I had the honor to team up with two of the brightest people I ever had a chance of working with: Kha Vo and Zidmie. In the end, we managed to secure ourselves the third spot and $5,000 and came out on top of over 2600 teams. The number one and two managed to find a leak in the private test data towards the end of the competition that we did not discover (only right after knowing of its existence). One other way to re-phrase this, is that we had the best non-leaky solution! In the end, we were able to find this leak ourselves in a short amount of time, which makes it even more frustrating…

This blog post will provide a detailed overview of our solution, and provides the insights that were required for us to come up with our solution. Below is a table of contents:

Introduction

Problem statement

Ion channels are pore-forming membrane proteins, present in animals and plants, that allow ions to pass through the channel pore. They encode learning and memory, help fight infections, enable pain signals, and stimulate muscle contraction. These ion channels can be recorded through patch clamp techniques and analyzed to infer certain properties of diseases.

Schematic diagram of an ion channel from Wikipedia.

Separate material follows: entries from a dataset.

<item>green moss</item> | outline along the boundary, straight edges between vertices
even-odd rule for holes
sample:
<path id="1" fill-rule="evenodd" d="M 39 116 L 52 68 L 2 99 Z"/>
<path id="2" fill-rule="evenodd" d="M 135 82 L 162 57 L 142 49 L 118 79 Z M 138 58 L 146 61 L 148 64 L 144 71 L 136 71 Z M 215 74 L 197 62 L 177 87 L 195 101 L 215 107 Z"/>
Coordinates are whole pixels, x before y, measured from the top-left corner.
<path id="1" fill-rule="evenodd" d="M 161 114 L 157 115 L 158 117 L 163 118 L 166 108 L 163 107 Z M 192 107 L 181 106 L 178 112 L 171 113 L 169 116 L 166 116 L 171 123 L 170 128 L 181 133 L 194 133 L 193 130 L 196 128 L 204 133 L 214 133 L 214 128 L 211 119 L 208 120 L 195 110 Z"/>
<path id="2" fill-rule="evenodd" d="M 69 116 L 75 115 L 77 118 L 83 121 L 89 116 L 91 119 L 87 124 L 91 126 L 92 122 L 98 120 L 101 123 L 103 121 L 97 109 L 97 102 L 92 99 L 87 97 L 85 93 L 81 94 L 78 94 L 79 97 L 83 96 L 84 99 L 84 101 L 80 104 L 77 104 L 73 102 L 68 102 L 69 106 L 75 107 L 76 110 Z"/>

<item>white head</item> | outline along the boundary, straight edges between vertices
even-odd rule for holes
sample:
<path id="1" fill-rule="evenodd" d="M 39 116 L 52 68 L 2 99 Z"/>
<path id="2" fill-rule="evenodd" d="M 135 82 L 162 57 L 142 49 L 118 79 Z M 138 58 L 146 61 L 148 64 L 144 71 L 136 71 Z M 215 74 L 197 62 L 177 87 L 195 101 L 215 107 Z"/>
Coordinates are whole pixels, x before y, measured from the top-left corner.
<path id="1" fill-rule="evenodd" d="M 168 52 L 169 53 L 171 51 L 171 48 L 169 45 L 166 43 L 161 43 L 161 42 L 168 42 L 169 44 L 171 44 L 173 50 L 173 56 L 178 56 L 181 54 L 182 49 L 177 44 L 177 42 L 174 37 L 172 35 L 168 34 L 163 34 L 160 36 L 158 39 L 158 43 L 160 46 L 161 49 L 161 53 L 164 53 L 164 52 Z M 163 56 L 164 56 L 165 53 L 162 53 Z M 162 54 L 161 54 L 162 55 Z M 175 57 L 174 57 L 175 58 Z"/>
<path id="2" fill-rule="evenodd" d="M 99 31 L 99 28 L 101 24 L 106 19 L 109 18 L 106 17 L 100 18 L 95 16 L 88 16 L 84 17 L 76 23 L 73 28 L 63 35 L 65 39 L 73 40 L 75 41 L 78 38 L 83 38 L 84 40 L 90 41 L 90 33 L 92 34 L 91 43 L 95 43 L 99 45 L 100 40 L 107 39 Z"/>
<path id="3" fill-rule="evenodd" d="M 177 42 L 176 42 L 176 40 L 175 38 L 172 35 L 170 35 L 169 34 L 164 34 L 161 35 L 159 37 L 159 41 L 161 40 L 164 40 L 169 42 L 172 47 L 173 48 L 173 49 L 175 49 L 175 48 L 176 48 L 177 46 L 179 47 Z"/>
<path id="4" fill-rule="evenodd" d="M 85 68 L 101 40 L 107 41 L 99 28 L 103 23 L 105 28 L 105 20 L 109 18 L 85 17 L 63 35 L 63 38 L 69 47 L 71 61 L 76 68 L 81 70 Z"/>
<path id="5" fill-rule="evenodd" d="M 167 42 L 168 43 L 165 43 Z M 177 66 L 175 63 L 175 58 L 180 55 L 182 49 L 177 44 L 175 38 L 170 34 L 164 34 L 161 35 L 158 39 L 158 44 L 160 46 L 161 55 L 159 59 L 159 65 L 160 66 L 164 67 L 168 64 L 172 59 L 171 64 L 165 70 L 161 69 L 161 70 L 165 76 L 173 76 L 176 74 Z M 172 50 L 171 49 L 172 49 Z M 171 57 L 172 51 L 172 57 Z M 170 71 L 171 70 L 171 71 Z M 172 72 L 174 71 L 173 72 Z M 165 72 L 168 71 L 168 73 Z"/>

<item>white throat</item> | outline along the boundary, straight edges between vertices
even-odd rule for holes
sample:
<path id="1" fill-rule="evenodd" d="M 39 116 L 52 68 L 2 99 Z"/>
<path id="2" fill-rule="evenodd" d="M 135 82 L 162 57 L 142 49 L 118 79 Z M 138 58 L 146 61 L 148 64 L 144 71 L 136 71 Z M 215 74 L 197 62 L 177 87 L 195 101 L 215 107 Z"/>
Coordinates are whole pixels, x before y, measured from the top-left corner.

The organizers describe the challenge as follows: “When ion channels open, they pass electric currents. Existing methods of detecting these state changes are slow and laborious. Humans must supervise the analysis, which imparts considerable bias, in addition to being tedious. These difficulties limit the volume of ion channel current analysis that can be used in research. Scientists hope that technology could enable rapid automatic detection of ion channel current events in raw data. Technology to analyze electrical data in cells has not changed significantly over the past 20 years. If we better understand ion channel activity, the research could impact many areas related to cell health and migration. From human diseases to how climate change affects plants, faster detection of ion channels could greatly accelerate solutions to major world problems.”

We can clearly see an increase in our current when ion channels open.

A look at the data & competition metric

The data provided to us is rather simple, which is one of the nice things about this competition. The data contains only three columns:

  • A timestamp
  • Ampere values (current) for each timestamp. These values were measured at a sampling frequency of 10 kHz.
  • The corresponding number of open channels at that timestamp (only provided for the train data).

The training dataset consists of 5 million rows while the testing dataset consists of 2 million rows. The goal of the competition is to maximize the macro F1-score on those 2 million rows. The F1 score of a certain class is defined as the harmonic average of the precision and recall:

The “macro” F1 is simply the average F1 score per class. So if we would have K classes, we would calculate K F1 scores and then take the mean of those K scores. If we inspect the provided data, we can already conclude a few interesting things…

The provided original data (train and test)

First, by inspecting the open channels in the training data, we can see that the data consists of batches of 500K measurements. We can see these transitions in batches in the electrical signal as well. In the test set, we can find batches of 100K. Moreover, as it turns out, the batches of 500K in the training set actually consist of 5x 100K batches.

The training consists of multiple batches of 500K. Taken from “One Feature Model” by Chris Deotte.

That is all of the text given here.